Jan Kop, the project manager for Jan De Nul, the consortium’s Belgian member, watched the careful, slow procession. “We have seen that it is working,” he said with a smile.

Asked about the delayed opening, Kop said it was not unusual for a project of this size but added, “Yes, it would have been better had there been no delays.”

Gerry Wang, the chief executive of Seaspan Corp., which charters large container ships, said not opening on time was “terrible” since ships had been built to take advantage of the bigger locks. “Some of those ships were delivered two or three years ago,” Wang said. “They still have not been able to go through the new Panama Canal.”

The canal authority’s plan to move about 12 neo-Panamax ships a day now appears unrealistic — at least for the time being, according to shippers, given that many East Coast ports are still preparing the infrastructure to accommodate the big ships.

The shippers are uncertain as well. “The Panama Canal situation has been very murky for a long time,” Wang said. “They don’t know whether the new Panama Canal can really handle the big vessels.”

Last week, after the reporters had departed, a lock gate malfunctioned during a trial with the Baroque. “That is the reason we do testing — to debug the works,” said Jorge de la Guardia, a senior official with the canal authority.

The authority now says that, during the rollout period, it expects the new locks to handle no more than three ships a day.

There are other loose ends, including assessing the project’s final cost. A spokesman for Salini Impregilo said the contractors were seeking at least $3.4 billion from the canal authority in excess expenses.

Kop recently told a Dutch news organization, De Volkskrant, that the canal authority had a very rigid attitude. “We rowed six years against the current,” he said. “There is a very small chance we survive this without any damage.”

There will be winners and losers in Panama as well. Important national issues such as infrastructure improvement and education have been set aside, said Rodríguez, the Panamanian professor. “Not a single group in the country has decided that those are a priority,” he said.

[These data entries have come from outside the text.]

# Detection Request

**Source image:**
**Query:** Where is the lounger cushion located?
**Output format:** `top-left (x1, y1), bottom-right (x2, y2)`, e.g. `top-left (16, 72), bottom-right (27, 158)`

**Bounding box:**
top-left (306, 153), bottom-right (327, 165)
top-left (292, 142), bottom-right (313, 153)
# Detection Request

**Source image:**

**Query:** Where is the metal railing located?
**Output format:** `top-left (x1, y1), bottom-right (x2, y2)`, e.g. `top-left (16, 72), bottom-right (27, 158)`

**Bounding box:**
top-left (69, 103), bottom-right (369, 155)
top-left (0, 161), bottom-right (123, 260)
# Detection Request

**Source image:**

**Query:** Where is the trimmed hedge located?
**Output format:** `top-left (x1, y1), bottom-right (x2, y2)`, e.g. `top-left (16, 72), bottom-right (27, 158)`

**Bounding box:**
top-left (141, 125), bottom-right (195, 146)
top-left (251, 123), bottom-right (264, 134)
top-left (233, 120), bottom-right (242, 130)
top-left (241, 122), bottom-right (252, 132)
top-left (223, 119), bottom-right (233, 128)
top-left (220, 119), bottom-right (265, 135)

Miguel Antonio Bernal, a constitutional law professor at the University of Panama and an unsuccessful candidate for mayor of Panama City in 2009, said no one dared speak out against the canal. “The only thing that makes the canal Panamanian is its name, because it belongs to the entrenched oligarchy,” said Bernal, who also represents the tugboat captains’ union.

Adolfo Ahumada, whose term on the canal board just expired, said serious public discussion was needed about earmarking canal income for social purposes. At the same time, he praised the board’s oversight of canal funds. “There is not a public institution whose finances are more monitored than the Panama Canal Authority,” he said.

While there have been no substantiated allegations of corruption in the expansion of the canal, the authority’s image has not been helped by the fact that most of the board members were appointed by Martinelli, the disgraced former president. Among the matters being studied by investigators is a public contract, not involving the canal, given to a company owned by a canal board member, Nicolás Corcione. Corcione declined to comment.

Martinelli is waiting out those investigations in Miami. He may be gone, but he is not out of touch.

This month, he sent a mocking Twitter message to the canal board’s chairman, Roy, and to Varela, who is now Panama’s president: “I haven’t received invitation to the canal expansion.”

It is entirely possible that the canal will work as intended: that water will be found, that the concrete will last, that the big ships will come, and that the Panamanian people will celebrate their historic accomplishment. That is certainly the hope, even among those who have privately or publicly expressed concern about the canal’s future.

“We are determined to make this thing work,” the pilot union leader, Rankin, said he had told Quijano. “We have a compact with the country to make this thing work.”